Alonso, a double Monaco Grand Prix victor and twice F1 world champion, is aiming for the "Triple Crown of Motorsport", and the Indianapolis 500 is now the only box remaining to be ticked. Alonso said on Sunday he remained committed to the full endurance championship with Toyota through to next June, with the current "super season" featuring two editions of Le Mans. Both cars ran reliably, with Alonso and his crew running second for much of the opening stint before the Spaniard delivered a stunning spell overnight to reduce the deficit, before Nakajima passed Kobayashi to seize a lead they would never relinquish.
The number 7 auto was always out of reach.
In the 16th hour of the race, Nakajima retook the lead and the number eight vehicle was in control for the duration.
The auto will form the base of a racer, set to compete in the just-announced "hypercar" class of the FIA World Endurance Championship when new regulations take force in 2020.
The number seven Toyota - driven by Japan's Kamui Kobayashi to the checkered flag and shared with Briton Mike Conway and Argentina's Jose Maria Lopez - crossed the line in one-two formation with Nakajima but two laps down. It finished second behind the sister auto giving Toyota a 1-2 finish. Near the end, he also missed a signal to pit for fuel, and did a slow lap largely on electric power as a result.

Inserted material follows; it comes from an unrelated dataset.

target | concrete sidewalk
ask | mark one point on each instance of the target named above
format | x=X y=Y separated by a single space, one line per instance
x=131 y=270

Fernando Alonso has always been regarded as one of the all-time great racing drivers and the best along with Lewis Hamilton in the current era of F1, but he has found success hard to come by in grands prix in recent years.
Toyota's win is just the second by a Japanese manufacturer, following Mazda's success in 1991.
It just shows the effects of downforce and diffuser pressure as cars attain blistering speeds across the track.
Before the race, Buemi who, like Nakajima, had been vainly chasing a Le Mans victory since 2012, said Alonso "was a real plus for the team".
There has been speculation that a Le Mans win could hasten the 36-year-old's departure from Formula One, with McLaren still a long way off the podium.